I filtri “appannati” che oscurano la nostra visione della realtà

Esistiamo in un sistema che si chiama creazione unica, Anima o Adamo. Questo sistema è stato creato dal Creatore. Siamo connessi al suo interno attraverso legami permanenti come gli organi di un corpo. La nostra connessione mutua è piena della vita di questo sistema: la Luce. Questo sistema si chiama il Mondo dell’Infinito, poiché tutto in esso è illimitato e perfetto.
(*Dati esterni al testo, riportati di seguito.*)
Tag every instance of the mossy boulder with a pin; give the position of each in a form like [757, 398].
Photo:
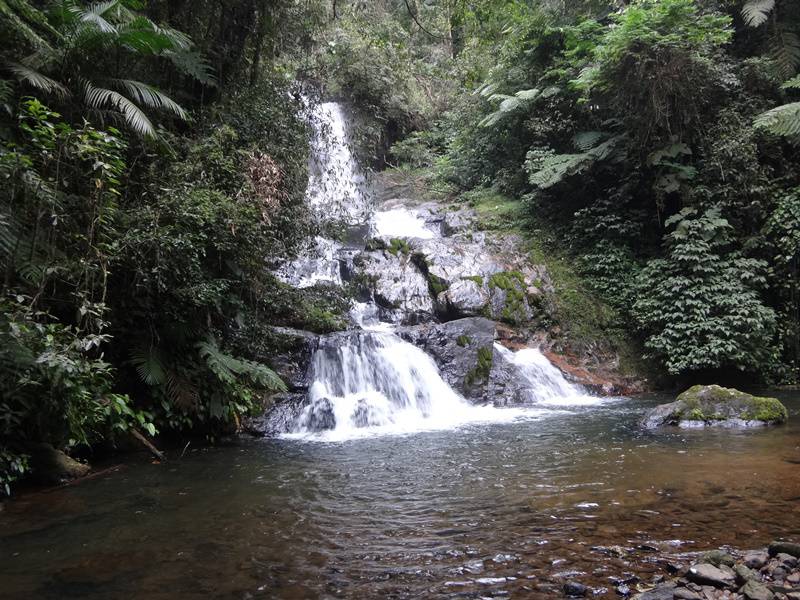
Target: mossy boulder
[713, 405]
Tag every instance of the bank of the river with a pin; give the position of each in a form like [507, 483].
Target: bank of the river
[571, 493]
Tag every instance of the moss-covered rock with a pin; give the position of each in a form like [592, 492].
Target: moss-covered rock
[713, 405]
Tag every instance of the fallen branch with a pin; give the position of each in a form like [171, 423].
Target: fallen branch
[147, 444]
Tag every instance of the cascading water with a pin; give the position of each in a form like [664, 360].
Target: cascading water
[370, 381]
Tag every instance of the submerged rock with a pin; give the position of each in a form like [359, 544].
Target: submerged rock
[712, 405]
Nel Mondo dell’Infinito, tutte le sue parti sono unite dall’amore e piene di Luce Infinita; però, il Creatore, copre questo mondo infinito con dei filtri restrittivi, uno dietro l’altro, appannandolo tutto. È come realizzare una magnifica pittura e dopo ricoprirla con una pellicola di plastica che appanna la visione del quadro. Dopo, sotto i 125 strati di plastica addizionali e successivi, la pittura originale si vede ancora più appannata. Questi sono i 125 livelli che riducono gli attributi della dazione e dell’amore che ci connettono nel sistema del Mondo dell’Infinito.
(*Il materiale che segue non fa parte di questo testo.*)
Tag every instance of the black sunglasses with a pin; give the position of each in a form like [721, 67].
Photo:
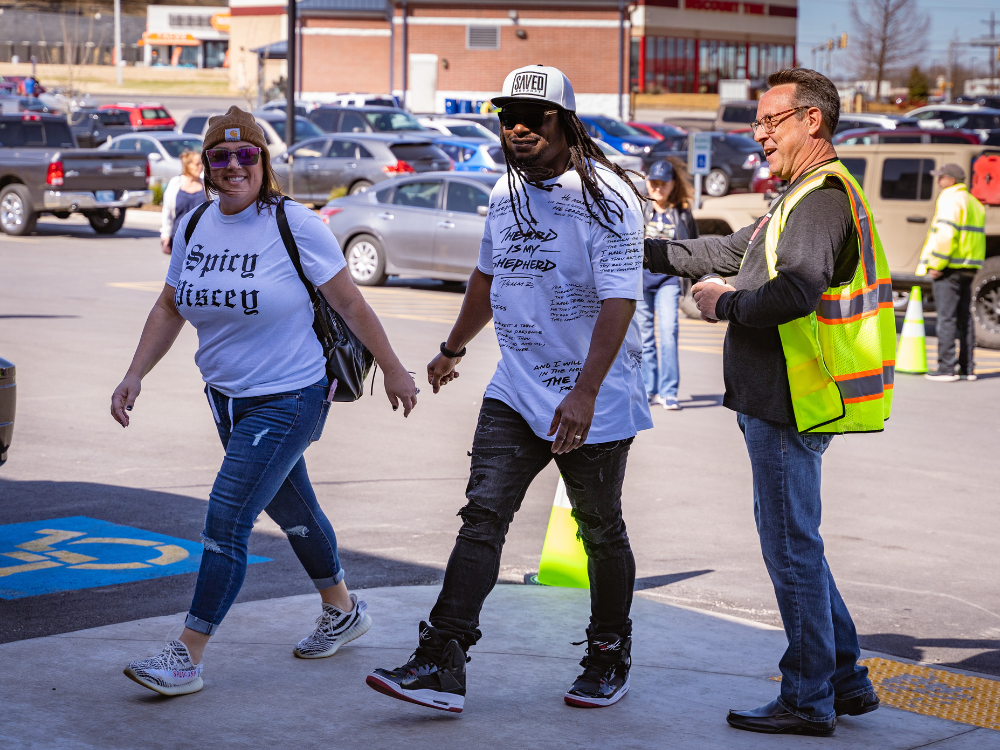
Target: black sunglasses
[531, 119]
Ci troviamo nel livello esterno e non percepiamo assolutamente gli altri livelli. Per questo, all’interno del nostro livello, il sistema della connessione è completamente distrutto. Invece di sentire l’amore che ci unisce nel Mondo dell’Infinito, ci odiamo, non percepiamo la nostra connessione reciproca e siamo separati, divisi e frammentati. Da questo stato così basso, il Creatore desidera farci ritornare al primo livello, che è illuminato e pieno di benessere, affinché, attraverso questi livelli, filtri e mondi (“mondo” in ebraico è “Olam” che significa occultamento) ritorneremo all’Infinito.

Per tanto, il Creatore ci chiama e ci risveglia. Precedentemente, Egli ci sviluppava attraverso il nostro egoismo, affinché potessimo capire e sentire di più e condurre meglio le nostre vite; però, arrivando ad una certa maturità, il Creatore comincia a farci progredire qualitativamente. Non è più sufficiente evolverci aumentando il nostro egoismo. Adesso, dobbiamo diventare equivalenti al Creatore nei nostri attributi, per ricevere un tipo equivalente di forma e desiderio e non solo coltivarlo come abbiamo fatto nel corso della storia. È per questo che il nostro stato attuale di sviluppo è così particolare.

Nel realizzare uno sforzo per allinearci con il livello più interno, connettendoci fortemente tra noi, attraiamo la Luce del Creatore che ci illumina a distanza, come la Luce Circondante (Ohr Makif). Ci correggiamo affinché l’amore e la dazione regnino tra noi.